Brasília, 15 de outubro de 2025
O Conselho Administrativo de Defesa Econômica (CADE) prorrogou o prazo para que os clubes e a Liga do Futebol Brasileiro (Libra) apresentem documentos e esclarecimentos no Procedimento Administrativo de Apuração de Ato de Concentração (APAC) que investiga a constituição da liga. A decisão consta em despacho assinado pelo conselheiro-relator Victor Oliveira Fernandes, divulgado nesta terça-feira (14).
O processo, instaurado em outubro de 2023 pela Superintendência-Geral do CADE, apura se a criação da Libra, formada por clubes como Flamengo, Palmeiras, Grêmio, Corinthians, São Paulo e outros, configurou uma operação sujeita à notificação obrigatória ao órgão antitruste.
Em setembro, a SG concluiu que a constituição da liga caracterizaria uma joint venture contratual, cuja análise prévia pelo CADE seria obrigatória. Segundo o parecer, a implementação da operação antes da autorização do órgão configuraria prática de gun jumping — quando a concentração econômica é consumada antes de sua aprovação. Na ocasião, o conselheiro-relator determinou diligências complementares e a intimação das partes envolvidas.
O novo despacho
Com o novo despacho, o CADE estende por mais 10 dias úteis o prazo para que todas as representadas e oficiadas apresentem os documentos solicitados em despacho emitido no início de outubro. A dilação foi concedida após diversos clubes pedirem mais tempo para reunir as informações requeridas.

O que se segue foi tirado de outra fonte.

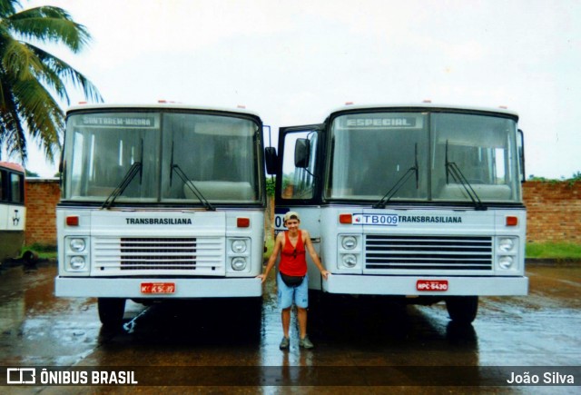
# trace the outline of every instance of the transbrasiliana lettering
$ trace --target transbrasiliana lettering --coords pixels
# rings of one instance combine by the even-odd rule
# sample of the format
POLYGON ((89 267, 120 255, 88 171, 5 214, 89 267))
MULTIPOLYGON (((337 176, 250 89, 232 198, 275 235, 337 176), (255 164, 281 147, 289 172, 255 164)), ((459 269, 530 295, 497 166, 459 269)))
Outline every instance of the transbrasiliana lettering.
POLYGON ((125 218, 128 225, 191 225, 191 218, 125 218))

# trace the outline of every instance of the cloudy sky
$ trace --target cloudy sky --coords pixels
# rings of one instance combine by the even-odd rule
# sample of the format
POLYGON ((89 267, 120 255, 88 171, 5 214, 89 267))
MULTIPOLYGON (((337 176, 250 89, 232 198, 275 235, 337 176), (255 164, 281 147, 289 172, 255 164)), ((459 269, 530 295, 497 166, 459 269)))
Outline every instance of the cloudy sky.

Entre os materiais exigidos estão instrumentos constitutivos da Libra, contratos de venda de direitos de transmissão e acordos firmados com a Liga Forte União, incluindo o suposto memorando de entendimento sobre uma possível unificação entre as ligas.
Próximos passos
Com a prorrogação, o prazo para envio das informações passará a contar a partir da nova publicação no Diário Oficial da União. Após o recebimento dos documentos, o processo seguirá para análise do Tribunal do CADE, que poderá aplicar sanções administrativas em caso de comprovação de gun jumping, como multas de até R$ 60 milhões e anulação dos atos praticados sem autorização prévia.